3. Locally Weighted Co-association Matrix (LWCA): By incorporating cluster-level validity into ensemble clustering processes, the LWCA matrix adjusts the traditional co-association matrix to reflect local reliability. This provides a comprehensive summary of diverse clusters in the ensemble.
4. Consensus Functions: The method introduces two consensus functions—Locally Weighted Evidence Accumulation (LWEA) and Locally Weighted Graph Partitioning (LWGP)—which utilize the locally weighted information to derive the consensus clustering.

Experimental Evaluation

In extensive experiments across fifteen real-world datasets, the proposed framework demonstrates superior performance compared to state-of-the-art techniques. This is evident in the higher NMI and ARI scores achieved, indicating improvements in clustering accuracy. The approach consistently produces robust results across a range of ensemble sizes, substantiating the validity of employing local weighting strategies in ensemble clustering.

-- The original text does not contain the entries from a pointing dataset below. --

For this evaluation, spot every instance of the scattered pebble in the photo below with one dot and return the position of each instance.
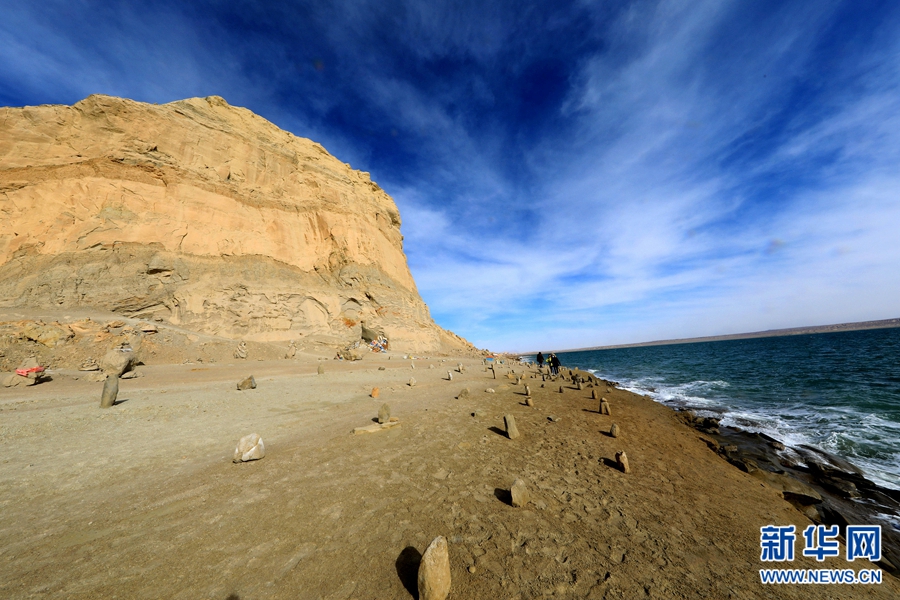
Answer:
(250, 447)
(247, 384)
(519, 493)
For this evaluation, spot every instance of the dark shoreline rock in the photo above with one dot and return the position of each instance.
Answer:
(826, 488)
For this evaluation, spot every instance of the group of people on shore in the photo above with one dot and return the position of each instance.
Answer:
(552, 362)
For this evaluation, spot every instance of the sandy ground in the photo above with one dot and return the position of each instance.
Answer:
(142, 500)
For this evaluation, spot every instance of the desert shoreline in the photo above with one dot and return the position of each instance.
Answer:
(142, 500)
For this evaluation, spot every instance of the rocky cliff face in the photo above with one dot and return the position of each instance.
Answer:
(206, 216)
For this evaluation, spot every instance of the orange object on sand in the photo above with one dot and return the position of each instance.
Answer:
(25, 372)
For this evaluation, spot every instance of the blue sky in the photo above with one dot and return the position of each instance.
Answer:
(569, 174)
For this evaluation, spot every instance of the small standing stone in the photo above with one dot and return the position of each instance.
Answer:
(247, 384)
(250, 447)
(512, 432)
(519, 493)
(434, 571)
(110, 391)
(622, 462)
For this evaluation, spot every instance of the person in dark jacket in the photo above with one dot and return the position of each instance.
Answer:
(554, 364)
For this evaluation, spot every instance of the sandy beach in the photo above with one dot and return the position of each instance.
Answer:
(142, 500)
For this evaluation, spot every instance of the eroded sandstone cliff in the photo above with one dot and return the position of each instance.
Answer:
(204, 215)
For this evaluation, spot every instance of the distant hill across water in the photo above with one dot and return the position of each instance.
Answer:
(882, 324)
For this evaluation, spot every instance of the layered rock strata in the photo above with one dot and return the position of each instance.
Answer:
(206, 216)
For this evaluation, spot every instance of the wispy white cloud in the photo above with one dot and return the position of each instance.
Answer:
(710, 167)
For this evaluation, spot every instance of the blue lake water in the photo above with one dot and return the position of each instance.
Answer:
(837, 391)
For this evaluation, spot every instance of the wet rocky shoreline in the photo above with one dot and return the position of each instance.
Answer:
(824, 487)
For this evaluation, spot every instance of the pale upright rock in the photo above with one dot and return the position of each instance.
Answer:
(622, 462)
(384, 413)
(512, 432)
(110, 391)
(117, 361)
(434, 571)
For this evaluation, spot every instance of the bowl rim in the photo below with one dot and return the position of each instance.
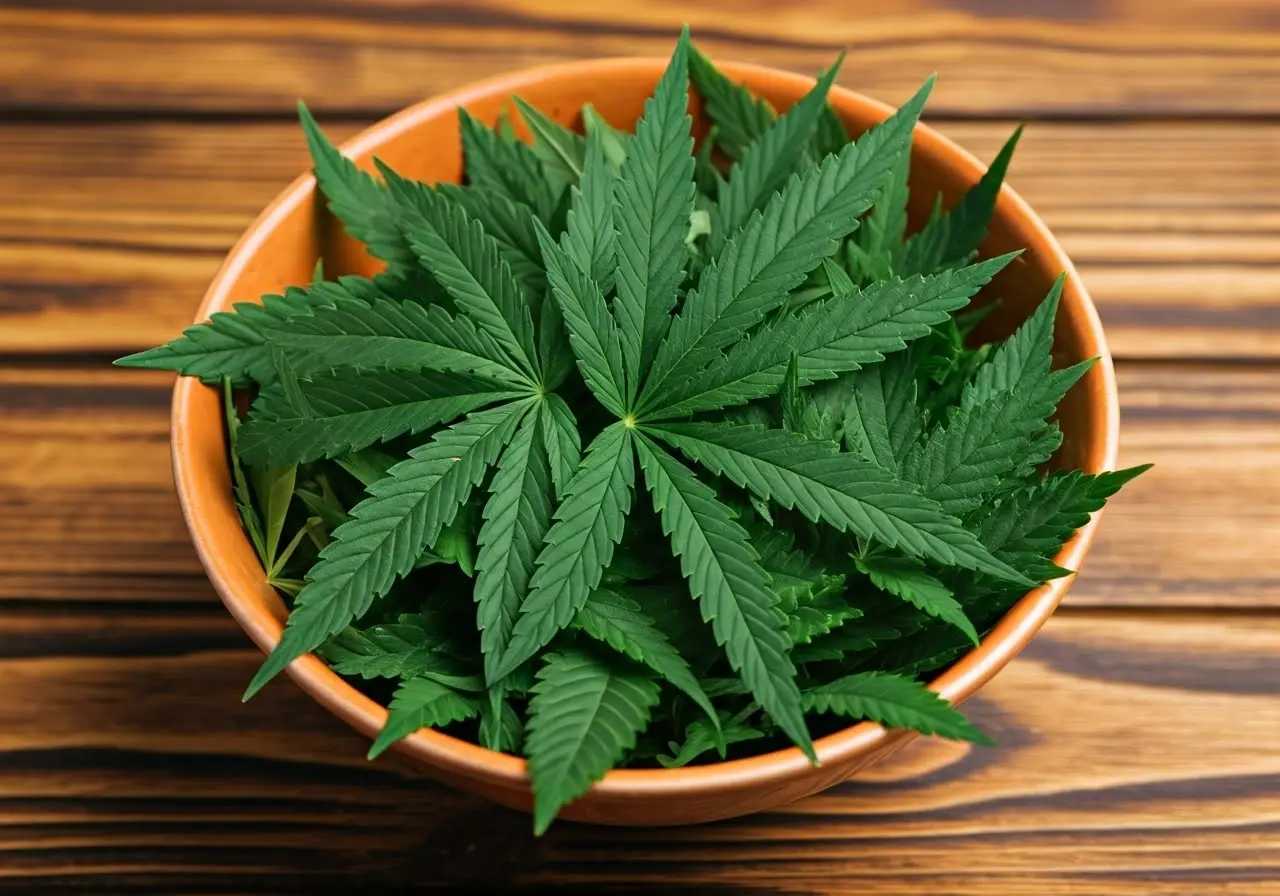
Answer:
(457, 757)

Theoretical and Practical Implications

Theoretically, this research advances ensemble clustering by introducing an efficient means of incorporating cluster uncertainty without accessing data features or making distributional assumptions. Practically, the approach is applicable to a wide variety of datasets, particularly those where data features may be unavailable or unreliable, broadening its usage potential in diverse real-world scenarios.

Future Research Directions

This paper nudges future inquiries into further refining local weighting strategies or extending the framework to dynamic ensemble clustering environments. Additionally, exploring hybrid models that combine the strengths of the described method with other machine learning paradigms could be a fruitful area of research.

In conclusion, this work significantly contributes to ensemble clustering literature by addressing pressing challenges related to cluster reliability and diversity, setting a foundation for further exploration and application in more intricate data clustering problems.